If not specified, this hyperparameter defaults to 1.0, meaning 100% of the training samples are used.
model = XGBClassifier(
subsample=0.8,
colsample_bytree=0.8,
eval_metric="logloss",
random_state=42
)
model.fit(X_train, y_train)
Note that this approach is most effective for moderately sized datasets. If the dataset is already small, aggressive subsampling can lead to underfitting.

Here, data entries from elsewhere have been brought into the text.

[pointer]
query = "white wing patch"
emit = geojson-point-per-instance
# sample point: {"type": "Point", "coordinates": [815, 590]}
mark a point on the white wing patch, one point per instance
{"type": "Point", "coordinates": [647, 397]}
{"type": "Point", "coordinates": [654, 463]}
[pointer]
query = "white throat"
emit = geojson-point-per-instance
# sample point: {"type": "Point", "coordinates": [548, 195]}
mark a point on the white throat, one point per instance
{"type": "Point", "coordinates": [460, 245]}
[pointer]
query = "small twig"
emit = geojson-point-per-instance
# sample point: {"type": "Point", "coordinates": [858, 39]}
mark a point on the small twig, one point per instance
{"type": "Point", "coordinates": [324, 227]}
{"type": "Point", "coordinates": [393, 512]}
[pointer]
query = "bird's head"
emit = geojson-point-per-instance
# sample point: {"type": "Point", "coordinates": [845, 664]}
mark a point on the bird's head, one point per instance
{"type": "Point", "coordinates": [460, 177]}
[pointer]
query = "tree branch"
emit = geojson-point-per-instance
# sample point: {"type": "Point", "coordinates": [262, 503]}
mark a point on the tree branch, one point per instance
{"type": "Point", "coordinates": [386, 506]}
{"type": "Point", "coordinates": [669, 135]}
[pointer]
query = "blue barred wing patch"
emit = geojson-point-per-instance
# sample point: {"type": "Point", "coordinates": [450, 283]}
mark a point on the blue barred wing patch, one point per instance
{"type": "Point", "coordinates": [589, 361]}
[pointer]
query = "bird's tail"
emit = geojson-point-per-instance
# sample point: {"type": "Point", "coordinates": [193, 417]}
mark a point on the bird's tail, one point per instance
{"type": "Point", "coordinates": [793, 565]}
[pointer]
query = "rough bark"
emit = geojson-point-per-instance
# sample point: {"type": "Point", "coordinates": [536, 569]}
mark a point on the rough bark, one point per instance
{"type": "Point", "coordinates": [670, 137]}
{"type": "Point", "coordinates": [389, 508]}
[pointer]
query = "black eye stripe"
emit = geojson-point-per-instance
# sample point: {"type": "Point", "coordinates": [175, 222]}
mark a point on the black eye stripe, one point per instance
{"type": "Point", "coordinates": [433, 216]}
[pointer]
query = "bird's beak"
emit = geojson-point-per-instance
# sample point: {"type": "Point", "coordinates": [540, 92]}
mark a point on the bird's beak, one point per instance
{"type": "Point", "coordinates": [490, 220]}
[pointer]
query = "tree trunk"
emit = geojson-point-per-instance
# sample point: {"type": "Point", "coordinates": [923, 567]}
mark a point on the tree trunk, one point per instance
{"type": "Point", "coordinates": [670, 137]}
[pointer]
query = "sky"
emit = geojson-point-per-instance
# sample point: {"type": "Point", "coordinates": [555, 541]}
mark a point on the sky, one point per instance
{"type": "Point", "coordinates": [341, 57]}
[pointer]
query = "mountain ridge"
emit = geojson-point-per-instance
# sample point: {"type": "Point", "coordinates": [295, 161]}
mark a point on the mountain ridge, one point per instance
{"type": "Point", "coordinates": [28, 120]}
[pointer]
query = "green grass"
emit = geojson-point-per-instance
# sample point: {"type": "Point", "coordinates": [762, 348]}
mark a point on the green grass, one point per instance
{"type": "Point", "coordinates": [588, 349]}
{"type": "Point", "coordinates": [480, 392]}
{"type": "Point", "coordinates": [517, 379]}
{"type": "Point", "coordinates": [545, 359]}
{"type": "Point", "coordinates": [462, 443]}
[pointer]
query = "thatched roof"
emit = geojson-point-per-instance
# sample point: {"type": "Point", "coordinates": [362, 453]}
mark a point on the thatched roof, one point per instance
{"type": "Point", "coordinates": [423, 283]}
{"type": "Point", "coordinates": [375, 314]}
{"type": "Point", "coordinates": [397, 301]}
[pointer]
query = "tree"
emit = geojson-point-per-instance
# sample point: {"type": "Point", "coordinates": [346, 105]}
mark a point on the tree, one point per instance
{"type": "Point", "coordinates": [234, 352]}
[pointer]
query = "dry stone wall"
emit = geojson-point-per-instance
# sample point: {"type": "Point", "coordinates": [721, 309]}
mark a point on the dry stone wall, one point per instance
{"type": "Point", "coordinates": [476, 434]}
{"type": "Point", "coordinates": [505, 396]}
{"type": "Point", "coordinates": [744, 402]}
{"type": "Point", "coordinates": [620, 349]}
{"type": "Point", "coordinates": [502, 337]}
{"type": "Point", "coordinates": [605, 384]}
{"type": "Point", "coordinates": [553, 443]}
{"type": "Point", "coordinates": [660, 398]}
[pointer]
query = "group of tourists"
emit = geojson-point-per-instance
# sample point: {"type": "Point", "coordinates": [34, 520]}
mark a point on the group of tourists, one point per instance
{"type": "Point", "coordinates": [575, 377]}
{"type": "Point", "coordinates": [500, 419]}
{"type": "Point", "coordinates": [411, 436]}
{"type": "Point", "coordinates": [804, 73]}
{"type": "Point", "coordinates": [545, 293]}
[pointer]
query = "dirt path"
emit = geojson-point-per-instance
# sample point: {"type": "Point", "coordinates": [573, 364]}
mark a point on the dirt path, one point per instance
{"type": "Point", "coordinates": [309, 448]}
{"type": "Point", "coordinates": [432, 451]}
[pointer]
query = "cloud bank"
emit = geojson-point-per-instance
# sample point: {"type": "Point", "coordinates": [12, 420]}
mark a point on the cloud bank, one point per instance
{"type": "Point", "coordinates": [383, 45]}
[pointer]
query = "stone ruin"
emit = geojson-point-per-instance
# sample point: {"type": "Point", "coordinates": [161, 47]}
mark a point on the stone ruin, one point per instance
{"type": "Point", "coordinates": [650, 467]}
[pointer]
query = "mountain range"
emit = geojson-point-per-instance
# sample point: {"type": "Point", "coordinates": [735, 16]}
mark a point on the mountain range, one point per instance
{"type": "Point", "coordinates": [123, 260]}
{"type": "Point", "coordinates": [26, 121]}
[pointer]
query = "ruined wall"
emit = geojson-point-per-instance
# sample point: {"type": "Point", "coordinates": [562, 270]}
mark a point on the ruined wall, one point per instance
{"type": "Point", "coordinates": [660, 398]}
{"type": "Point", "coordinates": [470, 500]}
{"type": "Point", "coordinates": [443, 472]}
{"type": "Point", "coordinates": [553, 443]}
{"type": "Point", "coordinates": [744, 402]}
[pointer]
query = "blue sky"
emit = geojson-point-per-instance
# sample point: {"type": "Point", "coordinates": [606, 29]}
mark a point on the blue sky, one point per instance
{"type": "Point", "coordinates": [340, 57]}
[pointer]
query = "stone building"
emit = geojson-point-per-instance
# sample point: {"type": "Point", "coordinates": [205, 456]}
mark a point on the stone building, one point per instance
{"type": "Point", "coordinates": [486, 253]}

# 4. Adding regularization term
To further control overfitting, traditional regularization strategies such as L1 (lasso) and L2 (ridge) can be used to penalize complex trees. In XGBoost, these are reg_alpha and reg_lambda Specify each parameter.
model = XGBClassifier(
reg_alpha=0.2, # L1
reg_lambda=0.5, # L2
eval_metric="logloss",
random_state=42
)
model.fit(X_train, y_train)
# 5. Using early stopping
Early stopping is an efficiency-oriented mechanism that stops training when performance on the validation set stops improving for a specified number of rounds.

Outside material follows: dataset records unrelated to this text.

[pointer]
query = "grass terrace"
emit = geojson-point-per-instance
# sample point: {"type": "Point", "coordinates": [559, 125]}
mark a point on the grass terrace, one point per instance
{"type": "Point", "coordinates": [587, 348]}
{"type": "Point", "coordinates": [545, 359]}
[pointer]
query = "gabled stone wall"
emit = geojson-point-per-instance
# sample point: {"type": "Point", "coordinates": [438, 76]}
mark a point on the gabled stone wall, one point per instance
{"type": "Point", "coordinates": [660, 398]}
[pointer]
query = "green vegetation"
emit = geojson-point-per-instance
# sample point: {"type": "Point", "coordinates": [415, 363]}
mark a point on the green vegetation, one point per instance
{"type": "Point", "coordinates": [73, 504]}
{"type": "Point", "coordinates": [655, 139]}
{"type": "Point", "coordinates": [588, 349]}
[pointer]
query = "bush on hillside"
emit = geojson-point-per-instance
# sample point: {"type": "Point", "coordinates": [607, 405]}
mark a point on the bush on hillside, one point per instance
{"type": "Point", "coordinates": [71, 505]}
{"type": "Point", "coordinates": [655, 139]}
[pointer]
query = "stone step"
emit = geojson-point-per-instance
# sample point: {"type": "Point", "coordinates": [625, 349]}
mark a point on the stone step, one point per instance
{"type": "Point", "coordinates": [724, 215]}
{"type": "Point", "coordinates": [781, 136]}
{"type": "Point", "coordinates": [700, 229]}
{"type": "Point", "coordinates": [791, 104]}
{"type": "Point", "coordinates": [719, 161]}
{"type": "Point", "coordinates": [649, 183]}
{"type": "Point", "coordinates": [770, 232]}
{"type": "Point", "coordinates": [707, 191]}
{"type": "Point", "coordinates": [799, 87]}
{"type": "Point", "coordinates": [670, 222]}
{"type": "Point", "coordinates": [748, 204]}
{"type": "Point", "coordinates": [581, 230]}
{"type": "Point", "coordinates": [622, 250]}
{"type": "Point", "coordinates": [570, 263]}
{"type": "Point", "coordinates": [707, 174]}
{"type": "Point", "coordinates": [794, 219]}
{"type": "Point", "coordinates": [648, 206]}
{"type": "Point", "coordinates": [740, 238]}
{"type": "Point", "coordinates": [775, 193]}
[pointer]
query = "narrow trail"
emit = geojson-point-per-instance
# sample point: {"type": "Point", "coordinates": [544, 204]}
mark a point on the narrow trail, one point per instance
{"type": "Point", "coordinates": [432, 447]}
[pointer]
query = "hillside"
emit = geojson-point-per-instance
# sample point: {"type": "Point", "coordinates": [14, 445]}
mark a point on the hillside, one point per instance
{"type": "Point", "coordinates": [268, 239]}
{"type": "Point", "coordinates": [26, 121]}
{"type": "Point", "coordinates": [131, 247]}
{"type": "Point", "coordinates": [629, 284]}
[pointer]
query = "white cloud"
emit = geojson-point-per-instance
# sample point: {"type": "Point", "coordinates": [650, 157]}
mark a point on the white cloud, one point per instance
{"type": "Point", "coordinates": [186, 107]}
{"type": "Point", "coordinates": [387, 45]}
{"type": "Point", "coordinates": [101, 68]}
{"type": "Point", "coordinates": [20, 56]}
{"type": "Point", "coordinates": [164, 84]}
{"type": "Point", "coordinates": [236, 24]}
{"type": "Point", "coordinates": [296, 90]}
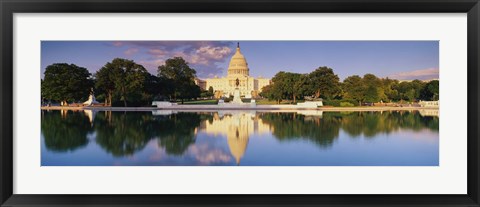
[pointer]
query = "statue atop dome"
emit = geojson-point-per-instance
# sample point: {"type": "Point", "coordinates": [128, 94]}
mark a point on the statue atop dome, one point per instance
{"type": "Point", "coordinates": [238, 64]}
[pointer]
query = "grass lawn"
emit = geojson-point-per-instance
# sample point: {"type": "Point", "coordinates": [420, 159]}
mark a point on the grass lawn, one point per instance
{"type": "Point", "coordinates": [273, 102]}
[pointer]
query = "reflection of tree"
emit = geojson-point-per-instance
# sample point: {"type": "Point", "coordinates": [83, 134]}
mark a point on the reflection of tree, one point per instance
{"type": "Point", "coordinates": [290, 126]}
{"type": "Point", "coordinates": [177, 132]}
{"type": "Point", "coordinates": [124, 133]}
{"type": "Point", "coordinates": [372, 123]}
{"type": "Point", "coordinates": [65, 133]}
{"type": "Point", "coordinates": [323, 131]}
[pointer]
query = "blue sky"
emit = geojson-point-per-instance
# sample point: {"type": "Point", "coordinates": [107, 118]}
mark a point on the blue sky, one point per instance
{"type": "Point", "coordinates": [404, 60]}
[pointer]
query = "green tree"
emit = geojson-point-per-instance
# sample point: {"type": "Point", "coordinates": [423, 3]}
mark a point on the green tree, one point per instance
{"type": "Point", "coordinates": [354, 88]}
{"type": "Point", "coordinates": [430, 91]}
{"type": "Point", "coordinates": [325, 83]}
{"type": "Point", "coordinates": [181, 77]}
{"type": "Point", "coordinates": [66, 82]}
{"type": "Point", "coordinates": [389, 88]}
{"type": "Point", "coordinates": [271, 93]}
{"type": "Point", "coordinates": [125, 80]}
{"type": "Point", "coordinates": [373, 88]}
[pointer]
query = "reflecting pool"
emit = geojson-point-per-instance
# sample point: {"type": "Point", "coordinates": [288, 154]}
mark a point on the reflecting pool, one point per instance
{"type": "Point", "coordinates": [245, 138]}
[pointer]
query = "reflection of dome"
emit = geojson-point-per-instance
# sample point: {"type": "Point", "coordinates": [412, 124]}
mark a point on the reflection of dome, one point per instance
{"type": "Point", "coordinates": [237, 145]}
{"type": "Point", "coordinates": [238, 64]}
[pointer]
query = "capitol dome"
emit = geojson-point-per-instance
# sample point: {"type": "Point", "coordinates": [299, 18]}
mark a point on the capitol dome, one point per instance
{"type": "Point", "coordinates": [238, 64]}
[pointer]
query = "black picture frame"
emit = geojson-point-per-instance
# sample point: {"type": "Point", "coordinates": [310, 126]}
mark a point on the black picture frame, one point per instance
{"type": "Point", "coordinates": [9, 7]}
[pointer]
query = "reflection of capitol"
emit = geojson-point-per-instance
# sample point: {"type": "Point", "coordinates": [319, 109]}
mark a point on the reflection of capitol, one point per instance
{"type": "Point", "coordinates": [429, 112]}
{"type": "Point", "coordinates": [237, 126]}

Depending on your coding environment and the version of the XGBoost library you are using, you may need to upgrade to a newer version to use the implementation shown below. Also check the following: early_stopping_rounds specified during model initialization, rather than being passed to . fit() method.
model = XGBClassifier(
n_estimators=1000,
learning_rate=0.05,
eval_metric="logloss",
early_stopping_rounds=20,
random_state=42
)
model.fit(
X_train, y_train,
eval_set=[(X_test, y_test)],
verbose=False
)
To upgrade the library, run:
!pip uninstall -y xgboost
!pip install xgboost --upgrade
# 6. Performing a hyperparameter search
For a more systematic approach, hyperparameter search can help you identify combinations of settings that maximize model performance. Below is an example of using grid search to explore combinations of the three main hyperparameters introduced earlier.
param_grid = {
"max_depth": [3, 4, 5],
"learning_rate": [0.01, 0.05, 0.1],
"n_estimators": [200, 500]
}
grid = GridSearchCV(
XGBClassifier(eval_metric="logloss", random_state=42),
param_grid,
cv=3,
scoring="accuracy"
)
grid.fit(X_train, y_train)
print("Best params:", grid.best_params_)
best_model = XGBClassifier(
**grid.best_params_,
eval_metric="logloss",
random_state=42
)
best_model.fit(X_train, y_train)
print("Tuned accuracy:", accuracy_score(y_test, best_model.predict(X_test)))
# 7. Adjusting class imbalances
This last trick is especially useful when dealing with datasets with strong class imbalance (the breast cancer dataset is relatively balanced, so you don’t need to worry if you observe minimal changes). of scale_pos_weight This parameter is especially useful when the class ratios are highly skewed, such as 90/10, 95/5, or 99/1.
Here’s how to calculate and apply it based on your training data.
ratio = np.sum(y_train == 0) / np.sum(y_train == 1)
model = XGBClassifier(
scale_pos_weight=ratio,
eval_metric="logloss",
random_state=42
)
model.fit(X_train, y_train)
# summary
In this article, we reviewed seven practical tricks to enhance your XGBoost ensemble models using specialized Python libraries. Careful tuning of learning rate, tree depth, sampling strategy, regularization, and class weighting, combined with systematic hyperparameter search, can often make the difference between a decent model and a high-accuracy model.
Ivan Palomares Carrascosa I am a leader, writer, speaker, and advisor in AI, machine learning, deep learning, and LLM. He trains and coaches others to leverage AI in the real world.